0-11La Salernitana calcio 1919 riteneva, con la nota del due giugno, di aver chiuso ogni antipatica contrapposizione con il sindaco di Salerno, dottor Vincenzo De Luca. L’apertura ad un franco e costruttivo confronto con il primo cittadino testimoniava la lampante volontà di instaurare un rapporto di fattiva collaborazione, teso esclusivamente a determinare le condizioni per una proficua prosecuzione dell’attività della squadra di calcio della nostra città. Rimane intatta la disponibilità per un nuovo corso pur di fronte alle ultime affermazioni del dottor De Luca, che purtroppo richiedono una doverosa precisazione da parte della Salernitana calcio 1919.

Il sacrificio economico sopportato dall’amministrazione comunale per adeguare alle norme di sicurezza lo stadio Arechi - impianto sportivo la cui proprietà appartiene allo stesso ente! - non è di “tre miliardi delle vecchie lire, con cui avremmo potuto costruire cinque asili nido”, così come spavaldamente annunciato dal signor sindaco.

La Salernitana calcio 1919, a seguito di una doverosa documentazione, precisa che il Comune di Salerno ha pubblicato due bandi relativi all’adeguamento alle norme di sicurezza dello stadio Arechi, entrambi di quasi mezzo milione di euro. Il primo, finanziato con fondi regionali, è stato aggiudicato per l’importo di 345.867 euro; il secondo, finanziato con mutuo del Credito Sportivo con contributo regionale, è stato aggiudicato per l’importo di 311.368 euro. L’onere sopportato dalle casse comunali è, dunque, di circa 650mila euro netti, a fronte del quale va registrato un contributo, non proprio irrilevante, di 750mila euro erogato dalla Regione Campania. Effettuata una semplice operazione aritmetica verrebbe da dire che il dottor De Luca può tranquillamente dedicarsi alla costruzione degli asili nido.

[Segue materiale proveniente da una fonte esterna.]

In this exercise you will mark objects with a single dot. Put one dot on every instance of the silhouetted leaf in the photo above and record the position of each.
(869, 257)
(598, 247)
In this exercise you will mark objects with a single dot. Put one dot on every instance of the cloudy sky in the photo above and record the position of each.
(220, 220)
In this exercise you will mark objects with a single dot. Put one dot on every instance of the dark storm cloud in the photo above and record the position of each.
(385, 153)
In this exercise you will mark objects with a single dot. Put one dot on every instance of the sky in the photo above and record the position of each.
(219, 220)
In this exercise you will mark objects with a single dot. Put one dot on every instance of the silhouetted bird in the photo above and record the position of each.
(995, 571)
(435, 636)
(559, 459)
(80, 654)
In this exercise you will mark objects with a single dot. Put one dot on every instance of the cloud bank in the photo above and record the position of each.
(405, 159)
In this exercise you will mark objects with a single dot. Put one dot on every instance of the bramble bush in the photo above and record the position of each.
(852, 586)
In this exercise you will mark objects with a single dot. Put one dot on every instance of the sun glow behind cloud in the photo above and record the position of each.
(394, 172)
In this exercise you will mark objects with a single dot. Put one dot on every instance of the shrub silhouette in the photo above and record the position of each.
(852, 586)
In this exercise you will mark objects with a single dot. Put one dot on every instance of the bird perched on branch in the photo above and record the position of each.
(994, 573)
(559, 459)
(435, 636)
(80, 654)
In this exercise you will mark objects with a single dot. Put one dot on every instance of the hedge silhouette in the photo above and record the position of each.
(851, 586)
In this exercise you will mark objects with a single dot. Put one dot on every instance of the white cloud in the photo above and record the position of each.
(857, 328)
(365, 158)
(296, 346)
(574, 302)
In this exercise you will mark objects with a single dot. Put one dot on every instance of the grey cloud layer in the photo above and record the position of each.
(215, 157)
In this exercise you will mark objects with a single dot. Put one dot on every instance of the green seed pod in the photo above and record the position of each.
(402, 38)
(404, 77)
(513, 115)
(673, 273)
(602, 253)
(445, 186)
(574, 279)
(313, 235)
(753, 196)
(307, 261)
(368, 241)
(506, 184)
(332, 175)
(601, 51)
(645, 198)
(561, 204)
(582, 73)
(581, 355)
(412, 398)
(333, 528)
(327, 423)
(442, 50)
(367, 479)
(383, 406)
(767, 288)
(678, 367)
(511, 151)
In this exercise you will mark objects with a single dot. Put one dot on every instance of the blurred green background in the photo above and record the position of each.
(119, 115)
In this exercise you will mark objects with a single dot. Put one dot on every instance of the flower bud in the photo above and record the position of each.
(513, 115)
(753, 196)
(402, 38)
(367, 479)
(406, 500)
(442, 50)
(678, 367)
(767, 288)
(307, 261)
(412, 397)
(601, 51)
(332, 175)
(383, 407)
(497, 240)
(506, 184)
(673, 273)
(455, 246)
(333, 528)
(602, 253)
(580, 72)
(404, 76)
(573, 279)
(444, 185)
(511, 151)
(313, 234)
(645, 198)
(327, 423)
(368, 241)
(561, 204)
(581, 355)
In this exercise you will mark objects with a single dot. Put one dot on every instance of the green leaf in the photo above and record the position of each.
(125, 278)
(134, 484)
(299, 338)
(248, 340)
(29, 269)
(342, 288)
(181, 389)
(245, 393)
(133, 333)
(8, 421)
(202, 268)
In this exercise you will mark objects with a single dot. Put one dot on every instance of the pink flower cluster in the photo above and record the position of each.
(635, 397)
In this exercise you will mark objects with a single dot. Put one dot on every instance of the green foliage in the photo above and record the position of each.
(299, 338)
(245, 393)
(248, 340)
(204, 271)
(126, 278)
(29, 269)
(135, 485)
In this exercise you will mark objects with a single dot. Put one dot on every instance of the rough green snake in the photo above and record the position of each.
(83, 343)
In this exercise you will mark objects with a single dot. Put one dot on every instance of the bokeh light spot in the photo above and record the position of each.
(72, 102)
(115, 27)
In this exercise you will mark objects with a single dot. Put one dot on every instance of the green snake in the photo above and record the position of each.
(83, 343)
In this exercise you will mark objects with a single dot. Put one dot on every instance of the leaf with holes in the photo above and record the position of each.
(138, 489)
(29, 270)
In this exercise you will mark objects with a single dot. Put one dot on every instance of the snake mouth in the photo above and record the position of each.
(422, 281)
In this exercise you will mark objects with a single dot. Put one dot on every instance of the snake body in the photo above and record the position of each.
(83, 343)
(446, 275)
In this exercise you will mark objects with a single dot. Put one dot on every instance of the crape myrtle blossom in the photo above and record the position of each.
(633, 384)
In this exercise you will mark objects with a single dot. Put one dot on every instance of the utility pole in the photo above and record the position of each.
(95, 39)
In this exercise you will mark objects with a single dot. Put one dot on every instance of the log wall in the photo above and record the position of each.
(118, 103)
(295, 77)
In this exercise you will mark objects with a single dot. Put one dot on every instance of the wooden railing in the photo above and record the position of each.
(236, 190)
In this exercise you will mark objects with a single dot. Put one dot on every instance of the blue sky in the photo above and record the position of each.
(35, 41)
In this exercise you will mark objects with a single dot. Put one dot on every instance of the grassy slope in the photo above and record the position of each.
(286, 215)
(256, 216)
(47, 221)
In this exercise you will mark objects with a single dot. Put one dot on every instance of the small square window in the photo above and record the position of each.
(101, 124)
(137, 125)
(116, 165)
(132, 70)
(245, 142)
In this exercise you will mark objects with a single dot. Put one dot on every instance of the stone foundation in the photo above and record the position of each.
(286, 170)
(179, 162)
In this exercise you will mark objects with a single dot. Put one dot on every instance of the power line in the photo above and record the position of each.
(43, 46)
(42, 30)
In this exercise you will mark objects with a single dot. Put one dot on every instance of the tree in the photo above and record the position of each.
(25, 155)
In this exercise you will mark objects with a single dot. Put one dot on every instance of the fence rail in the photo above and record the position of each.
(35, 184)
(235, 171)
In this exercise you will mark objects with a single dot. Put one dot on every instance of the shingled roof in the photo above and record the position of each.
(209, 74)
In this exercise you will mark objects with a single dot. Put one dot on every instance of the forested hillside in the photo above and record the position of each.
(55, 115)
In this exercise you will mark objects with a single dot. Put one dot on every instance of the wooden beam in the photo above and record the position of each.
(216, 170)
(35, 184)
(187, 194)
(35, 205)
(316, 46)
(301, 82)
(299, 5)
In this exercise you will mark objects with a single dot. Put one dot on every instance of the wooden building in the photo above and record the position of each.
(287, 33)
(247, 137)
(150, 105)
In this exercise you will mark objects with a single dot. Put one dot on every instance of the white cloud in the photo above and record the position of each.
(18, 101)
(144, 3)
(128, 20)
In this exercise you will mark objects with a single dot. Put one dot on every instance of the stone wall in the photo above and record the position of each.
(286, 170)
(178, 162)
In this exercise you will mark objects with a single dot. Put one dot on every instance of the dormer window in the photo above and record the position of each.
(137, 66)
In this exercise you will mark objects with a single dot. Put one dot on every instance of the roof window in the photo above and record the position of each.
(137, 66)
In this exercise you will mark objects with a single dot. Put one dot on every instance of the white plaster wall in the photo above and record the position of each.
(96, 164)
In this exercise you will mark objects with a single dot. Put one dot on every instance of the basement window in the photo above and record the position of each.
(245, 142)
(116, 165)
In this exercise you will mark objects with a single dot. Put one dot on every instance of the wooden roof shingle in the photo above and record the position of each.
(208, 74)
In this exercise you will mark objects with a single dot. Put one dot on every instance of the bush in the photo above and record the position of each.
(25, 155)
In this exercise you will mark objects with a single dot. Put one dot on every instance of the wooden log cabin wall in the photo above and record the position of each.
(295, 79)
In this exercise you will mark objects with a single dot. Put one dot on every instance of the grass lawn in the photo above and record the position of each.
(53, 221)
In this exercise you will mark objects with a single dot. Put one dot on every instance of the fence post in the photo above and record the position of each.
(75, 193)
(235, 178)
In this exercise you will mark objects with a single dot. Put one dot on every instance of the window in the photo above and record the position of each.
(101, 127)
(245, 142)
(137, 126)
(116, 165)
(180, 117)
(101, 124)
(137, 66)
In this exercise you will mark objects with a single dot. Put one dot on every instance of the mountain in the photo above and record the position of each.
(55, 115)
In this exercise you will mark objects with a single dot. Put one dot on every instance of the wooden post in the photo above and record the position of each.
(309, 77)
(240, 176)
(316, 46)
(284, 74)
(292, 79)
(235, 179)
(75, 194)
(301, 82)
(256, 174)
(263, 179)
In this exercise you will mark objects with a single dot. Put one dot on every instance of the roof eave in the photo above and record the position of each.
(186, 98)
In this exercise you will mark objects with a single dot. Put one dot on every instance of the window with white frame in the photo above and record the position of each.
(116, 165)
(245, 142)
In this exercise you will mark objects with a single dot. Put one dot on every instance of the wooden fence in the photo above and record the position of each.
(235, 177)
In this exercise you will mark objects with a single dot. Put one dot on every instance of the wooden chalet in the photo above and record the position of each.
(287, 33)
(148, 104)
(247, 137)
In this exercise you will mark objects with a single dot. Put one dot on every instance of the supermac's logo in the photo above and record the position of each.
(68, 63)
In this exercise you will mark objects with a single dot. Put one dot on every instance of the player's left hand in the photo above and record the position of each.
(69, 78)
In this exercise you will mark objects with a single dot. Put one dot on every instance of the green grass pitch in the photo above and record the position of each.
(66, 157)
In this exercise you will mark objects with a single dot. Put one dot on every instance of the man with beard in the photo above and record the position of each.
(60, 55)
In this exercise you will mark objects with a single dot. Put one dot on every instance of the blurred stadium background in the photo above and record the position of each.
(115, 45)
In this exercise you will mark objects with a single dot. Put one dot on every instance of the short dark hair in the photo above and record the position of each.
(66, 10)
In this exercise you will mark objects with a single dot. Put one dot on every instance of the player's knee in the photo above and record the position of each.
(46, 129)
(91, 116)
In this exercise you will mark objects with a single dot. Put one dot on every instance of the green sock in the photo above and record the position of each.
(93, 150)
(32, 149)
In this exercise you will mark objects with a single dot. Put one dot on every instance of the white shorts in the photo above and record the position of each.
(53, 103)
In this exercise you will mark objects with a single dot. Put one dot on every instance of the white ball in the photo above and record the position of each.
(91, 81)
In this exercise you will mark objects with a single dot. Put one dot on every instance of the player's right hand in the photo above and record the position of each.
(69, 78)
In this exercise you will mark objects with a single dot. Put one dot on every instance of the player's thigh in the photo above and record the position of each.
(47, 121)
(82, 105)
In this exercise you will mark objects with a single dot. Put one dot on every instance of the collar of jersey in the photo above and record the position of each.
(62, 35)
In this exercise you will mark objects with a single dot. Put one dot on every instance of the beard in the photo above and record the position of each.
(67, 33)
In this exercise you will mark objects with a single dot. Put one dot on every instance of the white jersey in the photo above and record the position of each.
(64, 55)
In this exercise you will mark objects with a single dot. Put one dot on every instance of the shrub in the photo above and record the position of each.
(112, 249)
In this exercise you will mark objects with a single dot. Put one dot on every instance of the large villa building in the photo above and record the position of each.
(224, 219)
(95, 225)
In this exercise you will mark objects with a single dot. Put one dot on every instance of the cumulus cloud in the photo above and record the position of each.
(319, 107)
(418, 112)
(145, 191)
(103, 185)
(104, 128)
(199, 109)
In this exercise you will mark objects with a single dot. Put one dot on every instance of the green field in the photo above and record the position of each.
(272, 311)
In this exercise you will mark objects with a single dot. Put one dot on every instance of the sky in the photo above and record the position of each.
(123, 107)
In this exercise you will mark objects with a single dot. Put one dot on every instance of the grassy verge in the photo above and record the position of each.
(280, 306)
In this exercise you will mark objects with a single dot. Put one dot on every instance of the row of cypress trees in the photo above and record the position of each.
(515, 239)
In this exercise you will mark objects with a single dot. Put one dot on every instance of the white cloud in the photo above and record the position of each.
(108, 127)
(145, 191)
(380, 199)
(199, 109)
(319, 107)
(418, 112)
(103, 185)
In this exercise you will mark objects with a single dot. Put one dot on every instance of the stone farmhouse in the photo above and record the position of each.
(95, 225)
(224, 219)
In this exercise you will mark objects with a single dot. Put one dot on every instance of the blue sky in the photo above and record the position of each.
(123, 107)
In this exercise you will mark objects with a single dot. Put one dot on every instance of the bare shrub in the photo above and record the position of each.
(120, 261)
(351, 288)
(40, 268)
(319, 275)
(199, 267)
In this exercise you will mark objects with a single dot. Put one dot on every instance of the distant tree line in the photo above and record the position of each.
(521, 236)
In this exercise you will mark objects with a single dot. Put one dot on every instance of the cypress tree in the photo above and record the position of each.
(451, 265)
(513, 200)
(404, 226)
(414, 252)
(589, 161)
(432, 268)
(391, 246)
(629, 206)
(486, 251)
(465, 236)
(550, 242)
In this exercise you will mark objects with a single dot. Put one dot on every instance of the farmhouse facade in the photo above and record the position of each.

La Salernitana calcio 1919 affida al buon senso generale ogni tipo di considerazione sull’argomento e ribadisce di bandire ogni vena polemica, pur dichiarandosi stupefatta al cospetto di dichiarazioni palesemente inesatte.

Addolorata a causa di questi controproducenti inconvenienti, la proprietà della società conferma in ogni caso la totale dedizione al superamento degli ostacoli che si frappongono verso la prosecuzione dell’attività della squadra di calcio.